Coming Plague Journalist Tackles Public Health Infrastructures in New Book

Pulitzer Prize-winning journalist Laurie Garrett would like to see public health become a "mom and apple pie" issue so fundamental to basic human rights that its absence would be morally unacceptable. And yet, she says, public health systems either do not exist or are woefully inadequate in many countries in an age when maladies such as bubonic plague have returned and new diseases such as Ebola have emerged.

Garrett introduced her new book Betrayal of Trust: The Collapse of Global Public Health to a packed Snyder Auditorium on Monday, September 11. The event was sponsored by the Center for Health Communication and introduced by Dean Barry Bloom.

Now a reporter for Newsday, Garrett is a familiar face to HSPH members. In 1992, she came to the school for a year on a journalism research fellowship that allowed her to think about public health issues in broader terms than she could in a bustling newsroom, she said. After the fellowship, she published the well-received The Coming Plague, a gripping non-fiction chronicle of emerging diseases. In her new book, Garrett expands her focus to include the infrastructures of public health systems.
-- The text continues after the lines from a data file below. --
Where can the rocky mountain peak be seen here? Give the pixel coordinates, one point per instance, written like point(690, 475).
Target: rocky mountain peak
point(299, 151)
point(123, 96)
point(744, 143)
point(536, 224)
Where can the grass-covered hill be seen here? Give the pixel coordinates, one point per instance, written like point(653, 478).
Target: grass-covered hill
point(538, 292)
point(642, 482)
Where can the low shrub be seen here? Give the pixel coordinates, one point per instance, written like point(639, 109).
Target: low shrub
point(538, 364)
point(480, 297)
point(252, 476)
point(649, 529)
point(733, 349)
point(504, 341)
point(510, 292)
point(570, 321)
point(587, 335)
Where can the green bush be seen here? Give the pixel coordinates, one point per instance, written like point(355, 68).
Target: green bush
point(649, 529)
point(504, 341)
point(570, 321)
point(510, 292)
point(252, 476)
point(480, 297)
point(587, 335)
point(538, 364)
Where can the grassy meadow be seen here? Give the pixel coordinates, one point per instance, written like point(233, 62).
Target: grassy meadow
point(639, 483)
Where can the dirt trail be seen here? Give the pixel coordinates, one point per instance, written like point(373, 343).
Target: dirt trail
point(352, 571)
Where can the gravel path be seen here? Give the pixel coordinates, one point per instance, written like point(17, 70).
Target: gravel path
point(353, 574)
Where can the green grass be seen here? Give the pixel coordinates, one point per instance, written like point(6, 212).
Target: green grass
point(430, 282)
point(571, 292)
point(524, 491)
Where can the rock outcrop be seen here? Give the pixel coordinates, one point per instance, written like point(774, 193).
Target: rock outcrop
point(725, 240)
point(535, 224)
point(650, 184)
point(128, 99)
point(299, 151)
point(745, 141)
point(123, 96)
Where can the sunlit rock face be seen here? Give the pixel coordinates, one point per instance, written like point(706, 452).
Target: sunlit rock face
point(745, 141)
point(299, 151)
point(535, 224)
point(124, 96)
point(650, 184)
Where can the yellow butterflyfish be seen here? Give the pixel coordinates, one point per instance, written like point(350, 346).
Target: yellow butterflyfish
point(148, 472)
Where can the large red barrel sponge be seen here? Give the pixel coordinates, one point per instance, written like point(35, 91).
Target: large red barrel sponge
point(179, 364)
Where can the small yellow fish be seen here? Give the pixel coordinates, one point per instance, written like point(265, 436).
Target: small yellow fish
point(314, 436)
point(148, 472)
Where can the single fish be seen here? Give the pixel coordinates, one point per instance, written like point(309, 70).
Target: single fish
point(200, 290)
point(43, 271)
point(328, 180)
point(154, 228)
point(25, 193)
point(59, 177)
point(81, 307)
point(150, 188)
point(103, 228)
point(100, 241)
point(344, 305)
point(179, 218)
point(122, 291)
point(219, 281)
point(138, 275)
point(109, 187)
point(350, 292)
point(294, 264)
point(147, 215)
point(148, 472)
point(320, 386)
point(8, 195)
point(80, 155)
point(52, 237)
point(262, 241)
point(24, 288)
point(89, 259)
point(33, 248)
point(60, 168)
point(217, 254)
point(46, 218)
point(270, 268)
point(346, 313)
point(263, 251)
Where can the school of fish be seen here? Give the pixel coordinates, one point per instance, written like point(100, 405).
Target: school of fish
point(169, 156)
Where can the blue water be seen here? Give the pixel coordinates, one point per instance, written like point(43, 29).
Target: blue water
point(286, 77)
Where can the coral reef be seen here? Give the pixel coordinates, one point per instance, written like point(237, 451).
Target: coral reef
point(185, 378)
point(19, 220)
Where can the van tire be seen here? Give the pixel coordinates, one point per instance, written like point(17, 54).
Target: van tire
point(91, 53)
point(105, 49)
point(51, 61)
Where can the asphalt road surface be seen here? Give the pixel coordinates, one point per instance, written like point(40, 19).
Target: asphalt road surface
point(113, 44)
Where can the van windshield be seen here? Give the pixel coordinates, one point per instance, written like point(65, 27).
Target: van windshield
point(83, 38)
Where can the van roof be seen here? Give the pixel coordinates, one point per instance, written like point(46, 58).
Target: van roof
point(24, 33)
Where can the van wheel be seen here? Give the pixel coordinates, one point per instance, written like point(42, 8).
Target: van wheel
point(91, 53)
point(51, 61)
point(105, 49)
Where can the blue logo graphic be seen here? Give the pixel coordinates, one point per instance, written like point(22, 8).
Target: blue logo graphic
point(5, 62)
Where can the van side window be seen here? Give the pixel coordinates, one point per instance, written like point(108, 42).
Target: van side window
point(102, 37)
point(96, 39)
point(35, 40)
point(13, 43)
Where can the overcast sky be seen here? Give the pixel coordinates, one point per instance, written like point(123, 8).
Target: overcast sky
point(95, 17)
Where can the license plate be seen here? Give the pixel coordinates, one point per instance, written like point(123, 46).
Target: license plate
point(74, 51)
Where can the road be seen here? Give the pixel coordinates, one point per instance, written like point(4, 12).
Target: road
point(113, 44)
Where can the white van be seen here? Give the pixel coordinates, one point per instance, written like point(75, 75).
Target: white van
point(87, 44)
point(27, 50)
She began her lecture with a sobering list of death and infection rates from different diseases: 3 million deaths last year from malaria, 100 countries in which tuberculosis cases have been confirmed, 100 million current cases of dengue fever.

"Why is the world not in a state of panic and outrage?" asked Garrett. "Because these are slow-motion epidemics."

Garrett warned of future faster killers that will emerge in a world with shambling public health infrastructures. The key to fighting these killers and other epidemics will be the globalization of public health resources, she said.

She used images from a slide presentation to document specific examples of public health crises around the world and official responses to the problems. One slide showed the first victim of the Ebola virus outbreak in Zaire in 1995 and his family. Everyone in the picture eventually succumbed to the disease, said Garrett, but the world would not have learned of the outbreak if it had not been for a rambling daisy chain of telephone calls and letters that reached a member of the World Health Organization (WHO) in Geneva.

An outbreak of pneumonic plague in India in 1994 became a political tool after officials blamed Pakistan for unleashing the disease in a plot to kill Indians. WHO representatives issued some general press releases, said Garrett, but they did not step in quickly with reassurances that the plague could be contained with simple antibiotics and a plan to control the outbreak.

In the Odessa region of Ukraine, hundreds of teenagers gather daily in large fields to inject into their veins home-made drugs made of poppy extracts and other substances. The fields become littered with used hypodermic needles that are often picked up by other teens who inject themselves and their friends with the dirty needles. HIV rates predictably have risen dramatically.

Garrett used these striking examples as a call to action for public health officials and students. She said the phrase public health is being co-opted by drug companies that make impressive promises of tailored remedies for individual illnesses that Garrett suspects will be unaffordable to a majority of Americans. Looking at her audience, many of whom were new or returning students to the school, Garrett summed up, "Access and equity to the fruits of research is the real challenge of the future."